RMA Journal, The, May, 2002 by Peter Larr, Arthur Stampleman

Part 1 of this article, published in April, presented a non-technical profile of portfolio management concepts with emphasis on their use as an important management tool. Part 2 focuses on standard models and their application to portfolio management and banking.

Using the definition of portfolio management as the creation and maintenance of the best possible asset mix, we see the model as the recipe for achieving such a mix. One widely used recipe for portfolio management can be found in the models flowing out of modern portfolio theory (MTP), which are used extensively in connection with securities.

Modern Portfolio Theory Model

Among the ingredients that MPT examines for each asset, the following three are key:

1. Rate of return, measured in terms of dividend or interest yield plus percentage market gains or losses.

2. Risk, measured by volatility of return.

3. Covariance of returns.

In the securities industry, historical data on these measures is readily available. For example, there is stock market data in extensive detail going back to 1926. In addition, the securities professional has learned how to apply sophisticated mathematics (optimization techniques and mean variance analysis, for example) to this data to find the best asset mix.

Even so, use of models has not been a simple or straightforward matter in the securities industry. If it were, all investors would act the same. Obviously, they do not.

The complexity of the mathematical techniques can lead to a range of results: Each investor has different objectives, and each has his or her own proprietary concerns. The historical numbers are only the starting point, as each portfolio manager or investor must adjust the numbers to reflect his or her outlook for the future. And no two outlooks necessarily are the same. Testimony to both the complexity and the significance of MPT is the fact that Nobel prizes have been awarded for contributions to this field of knowledge.

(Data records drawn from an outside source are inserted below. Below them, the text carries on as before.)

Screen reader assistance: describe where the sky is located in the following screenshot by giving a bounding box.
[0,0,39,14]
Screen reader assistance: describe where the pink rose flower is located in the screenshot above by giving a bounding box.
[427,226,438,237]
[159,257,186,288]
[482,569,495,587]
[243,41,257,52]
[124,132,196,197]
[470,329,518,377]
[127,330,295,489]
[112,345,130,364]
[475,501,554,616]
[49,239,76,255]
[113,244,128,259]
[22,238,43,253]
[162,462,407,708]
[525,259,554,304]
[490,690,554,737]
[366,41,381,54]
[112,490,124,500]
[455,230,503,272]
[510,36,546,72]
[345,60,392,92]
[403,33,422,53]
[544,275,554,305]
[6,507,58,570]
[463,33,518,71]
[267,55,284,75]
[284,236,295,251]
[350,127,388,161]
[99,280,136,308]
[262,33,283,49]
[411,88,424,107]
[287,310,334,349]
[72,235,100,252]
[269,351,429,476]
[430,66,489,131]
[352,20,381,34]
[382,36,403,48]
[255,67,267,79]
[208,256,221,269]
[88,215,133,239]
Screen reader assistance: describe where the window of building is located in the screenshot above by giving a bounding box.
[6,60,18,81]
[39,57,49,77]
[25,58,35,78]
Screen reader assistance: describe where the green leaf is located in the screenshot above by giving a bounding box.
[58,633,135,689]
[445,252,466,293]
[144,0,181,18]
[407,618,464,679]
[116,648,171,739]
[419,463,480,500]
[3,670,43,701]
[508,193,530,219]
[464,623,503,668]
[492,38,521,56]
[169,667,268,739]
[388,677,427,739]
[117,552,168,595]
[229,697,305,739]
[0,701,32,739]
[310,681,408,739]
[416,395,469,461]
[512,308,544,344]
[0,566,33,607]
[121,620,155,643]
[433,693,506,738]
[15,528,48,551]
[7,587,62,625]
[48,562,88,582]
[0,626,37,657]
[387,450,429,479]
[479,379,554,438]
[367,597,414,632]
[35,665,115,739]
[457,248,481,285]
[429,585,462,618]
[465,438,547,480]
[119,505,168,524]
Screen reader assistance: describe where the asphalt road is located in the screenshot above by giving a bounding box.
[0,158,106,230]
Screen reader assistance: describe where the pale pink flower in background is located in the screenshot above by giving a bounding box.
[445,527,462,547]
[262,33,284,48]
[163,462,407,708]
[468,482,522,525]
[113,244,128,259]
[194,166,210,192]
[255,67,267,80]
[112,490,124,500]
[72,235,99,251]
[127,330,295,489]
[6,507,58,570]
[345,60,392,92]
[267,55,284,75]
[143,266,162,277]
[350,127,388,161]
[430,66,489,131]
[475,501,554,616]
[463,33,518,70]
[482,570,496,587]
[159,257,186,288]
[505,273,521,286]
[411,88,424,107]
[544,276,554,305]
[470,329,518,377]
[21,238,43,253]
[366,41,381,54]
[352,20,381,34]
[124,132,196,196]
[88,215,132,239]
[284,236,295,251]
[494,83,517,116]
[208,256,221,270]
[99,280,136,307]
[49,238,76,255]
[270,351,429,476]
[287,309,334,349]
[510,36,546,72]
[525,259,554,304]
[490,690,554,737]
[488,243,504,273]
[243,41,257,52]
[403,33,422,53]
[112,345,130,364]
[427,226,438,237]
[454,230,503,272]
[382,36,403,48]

Securities Models in Banking?

Modeling based on MPT has been a starting point for many bankers in developing portfolio management tools. Unfortunately, working with bank loans is quite different from working with marketable securities--there are many differences and difficulties:

* Historical portfolio information and data have not been as plentiful as that available for securities.

* Loan marketability and liquidity are far more limited, slowing banker's response time.

* Valuation of bank loans is far more difficult.

* Loans generally have limited upside potential, but they can drop in value to zero because of write-offs.

* Mean variance analysis techniques are not readily applicable to bank loans.

* Benchmarking commercial loans is only just getting under way.

* The portfolio manager does not have the same standing in banking as he or she has in the securities world.

* Banks have relationship managers whose objectives may easily conflict with portfolio management goals.

Portfolio management can be employed in banking but with differences from the approach used for securities. Also, there are antitrust pricing issues and proprietary concerns that inhibit banks from cooperating on the development of common tools.

Banking Models

There may not be a standard model for portfolio management in banks, but based on informal discussions among bankers, some published articles and government reports, and a recent Robert Morris Associates survey, there appear to be some common ingredients in various approaches. As in MPT, the first two ingredients are generally rate of return and risk. However, the definitions of these measures differ. Also, banks use risk ranking as well as trial-and-error techniques rather than mean variance analysis to find the best mix.

Rate of Return

The starting point for measuring rate of return generally has been loan spread, although in some cases it is spread or interest yield plus value increases or decreases. The numerator in the return calculation tends to be revenue minus funding costs, operating costs and expenses, and expected cost of credit losses, while the denominator tends to be risk-adjusted or economic capital, not regulatory or accounting capital. Not all models focus on just capital--some focus on outstandings, by adjusting the notional amount to a particular loan equivalency based on, for example, established tenor, collateral, risk-rating and/or capital benchmarks.

Risk

There is an extensive range of risks in banking, so there can be many ways to measure it. Risk can include that associated with rates, liquidity, markets, and legal and regulatory issues. But the prevailing focus in bank models thus far has been on credit risk.

Credit risk can be looked at in terms of two elements: expected credit losses and unexpected credit losses. Expected credit loss is the average loss rate anticipated over time from a credit or from a group of loans of similar quality. Bankers plan and price for "expected credit losses" and can live with those expected credit losses. But this is only the starting point for identifying risk. It is the surprise in "unexpected credit losses" that troubles bankers. They generally think of credit risk as the unexpected credit loss rate, which is the volatility of actual loss rates that will occur around expected losses.